Elbette ki bunlar iyi niyetle, duyan vicdanlarla ortaya konmuş hayırlı gün ve haftalardır. Ne var ki gerek Lösemili Çocuklar Haftasının ve gerekse Çocuk Hakları Günü’nün olması gereken çap ve ağırlıkta alaka ve destek gördüğünü, hele hele Çocuk Haklarının korunduğunu söylemek kolay zor…
Bugün; içinde bulunduğumuz şu 21. Asırda, dünya nüfusunun 8 milyarı bulduğu, üniversite mezunlarının hiçbir devirde ulaşılmayan sayılara vardığı bir zamanda masum çocuklar, dünyanın yaratılışından bu yana en kötü günleri yaşamaktadır.
Lösemili Çocuklar Haftasıyla ilgili yorumlarımı bir yana bırakarak BM mührünü taşıyan 20 Kasım Dünya Çocuk Hakları Günü’nü yorumladığımızda ne yazık ki içimizi ferahlatacak şeyleri söylemek mümkün değil:
Dünya ya ve çevremize baktığımız da Siyonist ve onlara yardım eden devlet, şahıs ve kuvvetler, Filistin’de, Gazze’de, Lübnan, Sürüye de çocuklara, çocukların gözleri önünde ana-babalarına bir canlıya yapılabilecek vahşetin en kötüsünün yapıldığını görüyoruz..

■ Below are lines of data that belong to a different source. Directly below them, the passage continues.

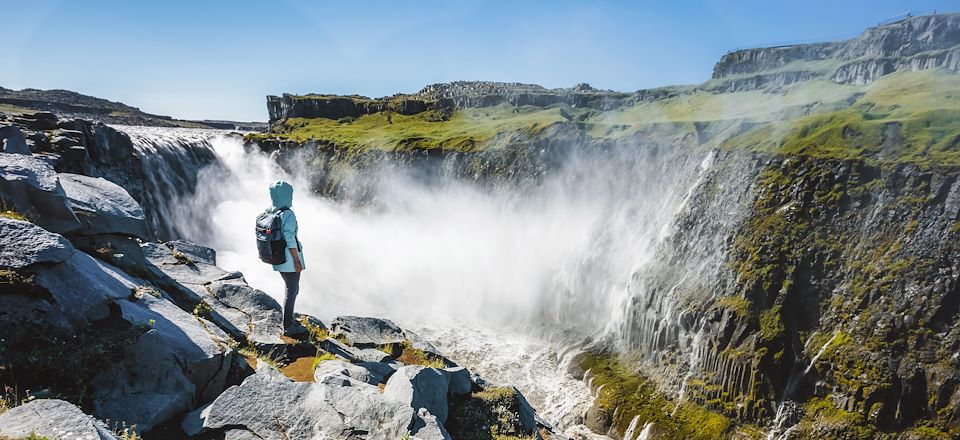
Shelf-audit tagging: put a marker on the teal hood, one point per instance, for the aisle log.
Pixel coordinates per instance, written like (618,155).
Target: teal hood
(281,194)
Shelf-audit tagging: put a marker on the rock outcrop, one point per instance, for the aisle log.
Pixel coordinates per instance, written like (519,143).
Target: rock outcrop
(29,185)
(103,207)
(51,418)
(911,44)
(342,399)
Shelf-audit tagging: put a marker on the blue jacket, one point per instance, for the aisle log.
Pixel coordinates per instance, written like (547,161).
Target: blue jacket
(281,194)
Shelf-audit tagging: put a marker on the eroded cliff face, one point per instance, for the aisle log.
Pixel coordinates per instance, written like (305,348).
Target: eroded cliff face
(912,44)
(815,292)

Birinci dünya savaşından bugüne çocuklar, yüzyıldır her türlü kötülüğün malzemesi olmuşlardır. Organ hırsızlığından su istimale kadar, her şey maruz kalmaktadırlar. “Yenidoğan Çetesi” denilen sağlık suç örgütü de emsalsiz bir ahlâk çöküşü örneği olarak bunlara dâhil oldu.
20 Kasım 1989 tarihli Dünya Çocuk Hakları Günü sözleşmesine imza atmış olan 193 devlet, vaatlerine sâdık kalsalardı bugün çocuğa dair ayıp, utandıran ve kalpleri parçalayan olaylar yaşanmazdı. Demek oluyor ki kâğıt üzerinde yer alan süslü cümle ve maddeler hayata geçmedikçe onların bir kıymeti harbiyesi yoktur.